Beberapa penelitian pada lansia bahkan menemukan bahwa gangguan kemampuan mengunyah berkaitan dengan penurunan fungsi memori. Karena itu, kesehatan gigi dan kemampuan mengunyah menjadi bagian penting dalam menjaga kualitas hidup di usia lanjut.
Penelitian yang dipublikasikan dalam Frontiers in Psychology menyebutkan bahwa aktivitas mengunyah dapat membantu meningkatkan perhatian dan performa mental dalam jangka pendek.
Membantu Mengurangi Stres
Mengunyah juga berkaitan dengan sistem saraf. Beberapa studi menemukan bahwa aktivitas mengunyah, termasuk mengunyah permen karet, dapat membantu menurunkan kadar hormon stres kortisol.
Gerakan ritmis saat mengunyah diyakini membantu tubuh menjadi lebih rileks dan meningkatkan fokus. Karena itu, sebagian orang merasa lebih tenang saat mengunyah permen karet ketika menghadapi tekanan atau pekerjaan berat.
Menjaga Kesehatan Rahang
Otot rahang membutuhkan aktivitas agar tetap kuat dan seimbang. Mengunyah membantu melatih otot wajah dan sendi temporomandibular joint (TMJ).
Namun, pola mengunyah juga harus seimbang. Kebiasaan hanya mengunyah di satu sisi dapat menyebabkan ketidakseimbangan otot rahang dan memicu nyeri.

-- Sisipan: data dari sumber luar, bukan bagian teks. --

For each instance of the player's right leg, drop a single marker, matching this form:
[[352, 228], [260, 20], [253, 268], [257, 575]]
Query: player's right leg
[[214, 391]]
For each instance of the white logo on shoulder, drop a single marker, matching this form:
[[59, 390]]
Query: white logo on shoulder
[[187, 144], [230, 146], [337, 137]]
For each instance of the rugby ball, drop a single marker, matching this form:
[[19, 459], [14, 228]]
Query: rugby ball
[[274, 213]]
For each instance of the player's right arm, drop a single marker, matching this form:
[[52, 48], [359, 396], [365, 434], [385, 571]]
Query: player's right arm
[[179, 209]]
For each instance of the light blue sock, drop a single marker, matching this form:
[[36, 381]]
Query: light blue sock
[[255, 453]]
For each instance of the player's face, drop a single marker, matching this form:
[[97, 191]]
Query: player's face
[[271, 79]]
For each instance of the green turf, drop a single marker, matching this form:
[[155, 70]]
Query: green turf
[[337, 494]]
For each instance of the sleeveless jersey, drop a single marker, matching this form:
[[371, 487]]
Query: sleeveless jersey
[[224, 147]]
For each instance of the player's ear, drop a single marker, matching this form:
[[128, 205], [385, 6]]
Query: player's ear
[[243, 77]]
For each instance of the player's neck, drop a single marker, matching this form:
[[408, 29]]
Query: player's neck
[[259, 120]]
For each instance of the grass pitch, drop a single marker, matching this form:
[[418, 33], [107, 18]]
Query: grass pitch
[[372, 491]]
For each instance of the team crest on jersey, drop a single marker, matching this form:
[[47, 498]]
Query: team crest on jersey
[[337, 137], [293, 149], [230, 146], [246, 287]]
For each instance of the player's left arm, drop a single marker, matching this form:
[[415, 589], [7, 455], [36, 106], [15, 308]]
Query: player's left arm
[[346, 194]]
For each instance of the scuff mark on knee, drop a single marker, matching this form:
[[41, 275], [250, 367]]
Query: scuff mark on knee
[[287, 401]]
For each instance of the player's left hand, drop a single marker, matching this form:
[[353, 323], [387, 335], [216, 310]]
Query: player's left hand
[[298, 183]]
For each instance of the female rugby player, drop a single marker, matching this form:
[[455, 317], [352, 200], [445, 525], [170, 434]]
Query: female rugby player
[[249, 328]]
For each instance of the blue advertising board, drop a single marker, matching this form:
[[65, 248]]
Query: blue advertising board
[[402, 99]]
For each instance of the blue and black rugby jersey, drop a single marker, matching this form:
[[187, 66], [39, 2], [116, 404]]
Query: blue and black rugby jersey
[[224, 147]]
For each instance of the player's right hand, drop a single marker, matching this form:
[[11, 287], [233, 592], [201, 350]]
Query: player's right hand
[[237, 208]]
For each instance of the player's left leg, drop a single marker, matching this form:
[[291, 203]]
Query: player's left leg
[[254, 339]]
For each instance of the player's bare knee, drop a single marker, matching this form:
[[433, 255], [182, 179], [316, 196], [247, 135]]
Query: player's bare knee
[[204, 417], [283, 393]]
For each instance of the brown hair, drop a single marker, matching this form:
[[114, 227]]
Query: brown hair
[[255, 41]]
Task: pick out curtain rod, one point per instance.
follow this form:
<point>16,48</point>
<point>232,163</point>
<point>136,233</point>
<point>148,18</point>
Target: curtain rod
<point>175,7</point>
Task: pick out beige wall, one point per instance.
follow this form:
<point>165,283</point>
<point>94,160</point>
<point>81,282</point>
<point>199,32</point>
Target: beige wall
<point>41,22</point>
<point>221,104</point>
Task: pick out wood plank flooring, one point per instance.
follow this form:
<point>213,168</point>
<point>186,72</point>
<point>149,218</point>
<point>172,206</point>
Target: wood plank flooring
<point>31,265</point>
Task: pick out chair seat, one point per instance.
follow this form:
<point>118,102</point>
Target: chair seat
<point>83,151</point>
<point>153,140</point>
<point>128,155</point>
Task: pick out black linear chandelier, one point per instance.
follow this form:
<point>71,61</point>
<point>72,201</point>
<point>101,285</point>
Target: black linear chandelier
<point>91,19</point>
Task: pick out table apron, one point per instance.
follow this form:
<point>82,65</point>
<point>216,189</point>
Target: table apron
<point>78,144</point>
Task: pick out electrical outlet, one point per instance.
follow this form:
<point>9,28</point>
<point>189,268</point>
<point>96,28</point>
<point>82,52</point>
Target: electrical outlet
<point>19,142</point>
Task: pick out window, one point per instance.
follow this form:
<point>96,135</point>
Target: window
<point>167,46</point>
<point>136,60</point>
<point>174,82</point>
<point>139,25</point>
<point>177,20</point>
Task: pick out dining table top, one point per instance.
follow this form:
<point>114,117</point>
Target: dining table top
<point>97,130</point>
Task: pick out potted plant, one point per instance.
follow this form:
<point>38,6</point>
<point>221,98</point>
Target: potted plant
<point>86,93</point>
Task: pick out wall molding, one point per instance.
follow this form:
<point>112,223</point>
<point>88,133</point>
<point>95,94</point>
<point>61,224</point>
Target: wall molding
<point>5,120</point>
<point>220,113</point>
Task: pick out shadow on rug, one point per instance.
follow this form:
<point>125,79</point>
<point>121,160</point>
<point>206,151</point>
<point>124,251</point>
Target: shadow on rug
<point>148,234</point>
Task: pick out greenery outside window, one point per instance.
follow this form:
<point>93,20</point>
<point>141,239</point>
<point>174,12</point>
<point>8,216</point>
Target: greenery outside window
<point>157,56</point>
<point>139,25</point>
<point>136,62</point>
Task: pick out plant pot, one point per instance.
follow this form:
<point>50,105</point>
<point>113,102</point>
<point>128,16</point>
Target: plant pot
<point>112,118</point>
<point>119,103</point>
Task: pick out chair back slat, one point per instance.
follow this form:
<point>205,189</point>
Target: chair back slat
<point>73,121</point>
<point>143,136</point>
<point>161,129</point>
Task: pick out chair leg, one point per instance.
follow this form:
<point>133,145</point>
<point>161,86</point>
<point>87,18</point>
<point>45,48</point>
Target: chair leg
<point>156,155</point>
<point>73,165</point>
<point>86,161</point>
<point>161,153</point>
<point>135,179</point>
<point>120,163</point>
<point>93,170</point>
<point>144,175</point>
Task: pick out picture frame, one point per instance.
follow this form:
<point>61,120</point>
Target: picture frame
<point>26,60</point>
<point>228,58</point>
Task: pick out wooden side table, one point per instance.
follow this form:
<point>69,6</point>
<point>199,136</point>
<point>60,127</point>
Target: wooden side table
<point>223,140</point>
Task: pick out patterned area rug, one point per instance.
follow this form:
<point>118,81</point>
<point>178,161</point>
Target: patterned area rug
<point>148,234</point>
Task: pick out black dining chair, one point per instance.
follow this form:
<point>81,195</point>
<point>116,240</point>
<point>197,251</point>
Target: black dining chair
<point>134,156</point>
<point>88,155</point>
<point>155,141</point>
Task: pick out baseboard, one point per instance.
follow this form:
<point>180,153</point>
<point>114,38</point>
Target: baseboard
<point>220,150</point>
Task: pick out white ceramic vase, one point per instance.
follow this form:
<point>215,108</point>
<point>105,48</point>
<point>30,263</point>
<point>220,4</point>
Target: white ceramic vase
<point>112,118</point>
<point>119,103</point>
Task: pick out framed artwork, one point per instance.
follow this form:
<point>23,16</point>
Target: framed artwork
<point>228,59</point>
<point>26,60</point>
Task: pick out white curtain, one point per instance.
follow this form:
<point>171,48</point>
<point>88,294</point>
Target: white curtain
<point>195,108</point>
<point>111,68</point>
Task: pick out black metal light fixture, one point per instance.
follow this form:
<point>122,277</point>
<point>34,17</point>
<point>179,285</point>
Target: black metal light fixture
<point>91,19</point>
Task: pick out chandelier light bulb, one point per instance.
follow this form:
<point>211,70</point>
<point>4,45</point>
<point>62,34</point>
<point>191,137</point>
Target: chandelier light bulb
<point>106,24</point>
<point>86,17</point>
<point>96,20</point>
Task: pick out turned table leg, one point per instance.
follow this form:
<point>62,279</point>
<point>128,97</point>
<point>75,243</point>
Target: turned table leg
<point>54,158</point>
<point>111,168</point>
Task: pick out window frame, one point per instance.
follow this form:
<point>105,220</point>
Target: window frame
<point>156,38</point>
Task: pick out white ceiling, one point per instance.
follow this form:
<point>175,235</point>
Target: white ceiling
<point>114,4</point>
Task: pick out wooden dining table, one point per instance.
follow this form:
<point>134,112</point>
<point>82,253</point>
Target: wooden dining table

Kebiasaan Mengunyah yang Baik
Berikut beberapa kebiasaan sederhana yang dianjurkan:
- Mengunyah makanan perlahan
- Tidak makan sambil terburu-buru
- Fokus saat makan tanpa terlalu banyak distraksi
- Mengonsumsi makanan berserat
- Menghindari makanan terlalu keras yang dapat merusak gigi
Sebagian ahli menyarankan mengunyah makanan sekitar 20 hingga 30 kali sebelum ditelan, meski jumlah ideal dapat berbeda tergantung jenis makanan.
Penutup
Mengunyah bukan sekadar kebiasaan kecil saat makan, tetapi bagian penting dari proses kesehatan tubuh secara menyeluruh. Aktivitas ini membantu pencernaan, menjaga kesehatan mulut, mendukung fungsi otak, mengontrol berat badan, hingga membantu tubuh lebih rileks.
Penelitian modern semakin menunjukkan bahwa kebiasaan makan perlahan dan mengunyah dengan baik memiliki dampak nyata terhadap kesehatan jangka panjang. Karena itu, memperbaiki cara mengunyah dapat menjadi langkah sederhana namun efektif untuk menjaga kualitas kesehatan sehari-hari.